Phosphorylation of ribosomal protein S6 in NIH 3T3 fibroblasts is dependent on the presence of serum, but after transformation of these cells by Abelson murine leukemia virus (Ab-MuLV), S6 remained highly phosphorylated on serine residues either in the absence or the presence of serum. To investigate whether S6 phosphorylation in this system was a consequence of the action of the Ab-MuLV tyrosine-specific protein kinase, purified Ab-MuLV kinase made in Escherichia coli was microinjected into Xenopus oocytes and was observed to cause a 7- to 15-fold increase in the phosphorylation of S6 on serine residues. Two-dimensional phosphopeptide maps of S6 phosphorylated in Ab-MuLV-transformed NIH cells in the absence of serum were identical to those of S6 isolated from normal cells grown in the presence of serum. In addition, S6 from oocytes injected with Ab-MuLV kinase yielded an S6 phosphopeptide map indistinguishable from that of serum-stimulated NIH 3T3 cells, whereas S6 from control oocytes lacked several phosphopeptides.
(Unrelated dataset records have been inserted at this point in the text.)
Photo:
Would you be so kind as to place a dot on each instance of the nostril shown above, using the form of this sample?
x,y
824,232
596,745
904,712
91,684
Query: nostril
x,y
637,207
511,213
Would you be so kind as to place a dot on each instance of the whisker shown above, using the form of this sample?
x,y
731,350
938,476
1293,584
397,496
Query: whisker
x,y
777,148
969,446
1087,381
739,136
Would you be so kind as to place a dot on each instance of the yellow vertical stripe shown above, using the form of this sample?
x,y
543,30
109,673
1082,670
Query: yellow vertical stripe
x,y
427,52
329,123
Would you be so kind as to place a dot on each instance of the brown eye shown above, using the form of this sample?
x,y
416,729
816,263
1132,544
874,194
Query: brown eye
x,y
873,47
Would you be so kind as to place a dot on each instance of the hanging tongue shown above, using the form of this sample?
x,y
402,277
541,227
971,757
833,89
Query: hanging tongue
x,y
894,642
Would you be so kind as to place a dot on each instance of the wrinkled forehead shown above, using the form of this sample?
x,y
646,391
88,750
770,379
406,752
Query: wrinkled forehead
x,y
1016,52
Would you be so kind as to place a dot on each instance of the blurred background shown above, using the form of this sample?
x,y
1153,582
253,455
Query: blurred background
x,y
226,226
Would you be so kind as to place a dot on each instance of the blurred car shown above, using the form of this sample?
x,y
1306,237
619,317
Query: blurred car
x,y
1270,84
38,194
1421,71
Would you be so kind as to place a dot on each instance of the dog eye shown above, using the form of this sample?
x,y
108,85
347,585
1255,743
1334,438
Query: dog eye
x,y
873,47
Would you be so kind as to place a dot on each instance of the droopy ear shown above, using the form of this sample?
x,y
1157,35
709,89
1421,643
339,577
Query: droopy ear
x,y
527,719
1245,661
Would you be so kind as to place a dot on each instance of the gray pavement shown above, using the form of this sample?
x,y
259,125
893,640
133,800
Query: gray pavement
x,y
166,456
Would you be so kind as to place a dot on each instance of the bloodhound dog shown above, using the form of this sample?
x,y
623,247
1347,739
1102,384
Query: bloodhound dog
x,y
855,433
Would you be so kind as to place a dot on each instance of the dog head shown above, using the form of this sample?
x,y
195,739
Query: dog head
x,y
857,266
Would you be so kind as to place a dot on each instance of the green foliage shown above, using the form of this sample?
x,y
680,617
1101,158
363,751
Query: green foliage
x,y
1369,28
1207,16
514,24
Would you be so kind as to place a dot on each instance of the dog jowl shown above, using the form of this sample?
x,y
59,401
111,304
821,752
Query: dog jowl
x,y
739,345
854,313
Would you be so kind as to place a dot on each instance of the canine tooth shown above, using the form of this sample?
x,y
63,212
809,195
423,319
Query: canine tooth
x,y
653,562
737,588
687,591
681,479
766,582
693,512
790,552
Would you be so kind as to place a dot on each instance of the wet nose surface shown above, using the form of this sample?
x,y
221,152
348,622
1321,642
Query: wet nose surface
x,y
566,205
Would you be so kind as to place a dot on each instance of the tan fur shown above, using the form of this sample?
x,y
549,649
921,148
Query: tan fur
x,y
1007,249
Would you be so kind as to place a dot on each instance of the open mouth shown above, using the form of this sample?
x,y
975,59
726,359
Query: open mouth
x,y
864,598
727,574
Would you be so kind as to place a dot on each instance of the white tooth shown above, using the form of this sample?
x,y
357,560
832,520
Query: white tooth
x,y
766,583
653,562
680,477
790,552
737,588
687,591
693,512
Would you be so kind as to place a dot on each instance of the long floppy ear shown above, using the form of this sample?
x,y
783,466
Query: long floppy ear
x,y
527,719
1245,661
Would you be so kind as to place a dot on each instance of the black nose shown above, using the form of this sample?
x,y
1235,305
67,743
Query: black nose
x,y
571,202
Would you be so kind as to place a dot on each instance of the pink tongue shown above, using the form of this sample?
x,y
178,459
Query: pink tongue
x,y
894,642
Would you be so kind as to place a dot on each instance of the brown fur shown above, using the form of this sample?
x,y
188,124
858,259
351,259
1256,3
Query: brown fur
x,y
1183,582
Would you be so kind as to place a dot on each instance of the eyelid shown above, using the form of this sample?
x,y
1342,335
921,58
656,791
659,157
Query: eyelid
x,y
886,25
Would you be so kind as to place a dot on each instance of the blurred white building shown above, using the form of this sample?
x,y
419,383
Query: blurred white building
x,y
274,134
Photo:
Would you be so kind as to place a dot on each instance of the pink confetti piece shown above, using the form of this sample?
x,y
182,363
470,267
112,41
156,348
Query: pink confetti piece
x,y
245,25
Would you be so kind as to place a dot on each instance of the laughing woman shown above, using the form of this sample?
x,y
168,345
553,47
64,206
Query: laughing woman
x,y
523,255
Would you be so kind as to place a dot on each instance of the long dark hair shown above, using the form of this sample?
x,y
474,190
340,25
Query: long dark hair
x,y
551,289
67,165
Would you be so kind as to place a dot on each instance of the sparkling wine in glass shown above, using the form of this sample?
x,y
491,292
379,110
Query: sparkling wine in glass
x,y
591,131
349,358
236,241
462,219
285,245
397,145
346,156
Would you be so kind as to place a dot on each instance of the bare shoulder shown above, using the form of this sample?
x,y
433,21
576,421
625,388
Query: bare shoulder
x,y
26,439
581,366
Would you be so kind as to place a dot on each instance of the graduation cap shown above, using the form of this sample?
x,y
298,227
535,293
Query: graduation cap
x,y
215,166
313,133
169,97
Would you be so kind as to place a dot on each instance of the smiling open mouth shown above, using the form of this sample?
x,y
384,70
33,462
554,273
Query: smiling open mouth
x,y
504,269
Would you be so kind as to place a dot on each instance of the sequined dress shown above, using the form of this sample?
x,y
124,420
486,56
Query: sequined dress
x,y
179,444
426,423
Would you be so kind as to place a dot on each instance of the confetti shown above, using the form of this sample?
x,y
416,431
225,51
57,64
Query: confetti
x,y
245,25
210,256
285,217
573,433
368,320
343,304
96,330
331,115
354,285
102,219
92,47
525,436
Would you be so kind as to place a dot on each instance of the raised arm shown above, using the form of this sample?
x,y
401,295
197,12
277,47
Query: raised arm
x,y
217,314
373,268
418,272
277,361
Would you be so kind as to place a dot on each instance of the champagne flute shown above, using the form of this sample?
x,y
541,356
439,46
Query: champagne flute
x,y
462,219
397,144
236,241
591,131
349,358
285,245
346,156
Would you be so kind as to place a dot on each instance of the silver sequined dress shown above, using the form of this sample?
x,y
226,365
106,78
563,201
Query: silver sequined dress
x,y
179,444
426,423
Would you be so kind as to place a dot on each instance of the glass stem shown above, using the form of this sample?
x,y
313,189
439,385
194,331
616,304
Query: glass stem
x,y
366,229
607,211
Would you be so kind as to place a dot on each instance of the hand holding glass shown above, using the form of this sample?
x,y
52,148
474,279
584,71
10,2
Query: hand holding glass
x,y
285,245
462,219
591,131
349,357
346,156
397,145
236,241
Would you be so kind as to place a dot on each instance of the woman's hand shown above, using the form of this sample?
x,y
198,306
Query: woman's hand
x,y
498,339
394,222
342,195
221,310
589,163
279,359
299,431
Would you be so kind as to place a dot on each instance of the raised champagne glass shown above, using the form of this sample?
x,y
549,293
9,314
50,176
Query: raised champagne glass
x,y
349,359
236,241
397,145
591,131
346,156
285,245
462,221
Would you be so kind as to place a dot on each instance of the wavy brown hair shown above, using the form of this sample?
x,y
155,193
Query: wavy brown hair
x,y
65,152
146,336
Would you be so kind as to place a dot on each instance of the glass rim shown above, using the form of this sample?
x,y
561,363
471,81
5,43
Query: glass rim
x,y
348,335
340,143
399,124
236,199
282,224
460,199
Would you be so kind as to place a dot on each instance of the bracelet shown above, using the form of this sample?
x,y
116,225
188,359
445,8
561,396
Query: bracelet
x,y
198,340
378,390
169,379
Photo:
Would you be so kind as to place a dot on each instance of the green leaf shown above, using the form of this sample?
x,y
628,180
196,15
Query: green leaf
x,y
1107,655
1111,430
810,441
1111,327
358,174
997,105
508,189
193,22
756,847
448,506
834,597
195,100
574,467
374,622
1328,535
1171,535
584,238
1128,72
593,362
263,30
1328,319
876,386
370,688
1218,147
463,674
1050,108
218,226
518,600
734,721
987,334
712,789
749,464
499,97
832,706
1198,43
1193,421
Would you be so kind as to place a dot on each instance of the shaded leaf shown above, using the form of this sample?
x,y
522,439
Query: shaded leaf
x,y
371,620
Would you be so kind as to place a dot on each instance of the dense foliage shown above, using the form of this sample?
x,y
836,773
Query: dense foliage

Ab-MuLV kinase did not phosphorylate S6 directly in vitro, and microinjection of a mutant Ab-MuLV protein lacking kinase activity had no effect. These results indicate that the Ab-MuLV kinase interacts with a cellular pathway to enhance S6 phosphorylation by directly or indirectly activating an S6 protein kinase and/or inactivating an S6 protein phosphatase.


Item Type:Article
Additional Information:Copyright © 1985 by the National Academy of Sciences Contributed by David Baltimore, August 29, 1984 This work was supported by grants from the National Institutes of Health (AM28353 to J.L.M. and CA26717 to D.B.) and by a grant from the American Cancer Society (CD-187) to J.L.M., who is an Established Investigator of the American Heart Association. Part of this work was carried out while J.G.F. was a recipient of a Medical Research Council (U.K.) Travel Fellowship. The publication costs of this article were defrayed in part by page charge payment. This article must therefore be hereby marked "advertisement" in accordance with 18 U.S.C. §1734 solely to indicate this fact.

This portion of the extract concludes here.